Für Staatsanwalt Ralph Ringger ist klar: «Rolf Wägli kaufte Höchstrisikopapiere ohne angemessene Gewinnchancen, die kein seriöser Vermögensverwalter für seine Kunden kaufen würde.»

Die Finanzlage seiner Firmen? «Desolat.» Die Investitionen? «Marode.» Sein Antrieb? «Egoistische Motive.» «Wägli wollte als angesehener Verwaltungsrat und Vermögensverwalter auftreten und ein entsprechendes Honorar beziehen», sagt Ringger vor Gericht.

Die Anklage fordert einen Schuldspruch wegen Veruntreuung, ungetreuer Geschäftsbesorgung, Urkundenfälschung und Betrug. Und eine Freiheitsstrafe von viereinhalb Jahren.

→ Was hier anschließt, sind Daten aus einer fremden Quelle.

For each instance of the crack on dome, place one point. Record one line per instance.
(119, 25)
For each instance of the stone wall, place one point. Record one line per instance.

Wäglis Verteidiger Tobias Fankhauser verlangt dagegen in einem achtstündigen Plädoyer den Freispruch seines Mandanten, plus Genugtuungs- und Entschädigungszahlungen. «Die Staatsanwaltschaft hat das ‹System Wägli› schlicht nicht verstanden», sagt Fankhauser. «Der typische Wägli-Kunde kannte das Risiko.»

Schuld an den verlorenen Millionen, den Firmenpleiten, den wertlosen Investitionen seien andere gewesen: ein enger Mitarbeiter Wäglis, der angeblich gegen ihn intrigierte. Der restliche Verwaltungsrat der New Value, der seine eigene Haut retten wollte. Und Ölhändler John H.

«Er zerstörte das gesamte Lebenswerk von Rolf Wägli», sagt der Anwalt Fankhauser. «Um finanziell profitieren zu können, schwärzte er Wägli skrupellos an.» Ein Vorwurf, den der Vertreter von John H. als frei erfunden bezeichnet. Wer recht hat, wird das Urteil zeigen, das im Dezember erwartet wird.

Wägli selbst, der gefallene Messias, wirkt immer müder, je länger der Prozess dauert. Je länger das, was er sein «Lebenswerk» nennt, vor seinen Augen zerpflückt wird.

«Ich platze fast, weil ich etwas sagen möchte», sagt er einmal. Und antwortet dann doch auf einfachste Fragen nicht.

Was aus seinen Offshore-Firmen wurde. Wie es möglich sein soll, dass eine simple Anzeige ein angeblich grundsolides Investment-System zu Fall bringen konnte. Und wo die über 50 Millionen Franken gelandet sind, die seine Gläubiger verloren haben.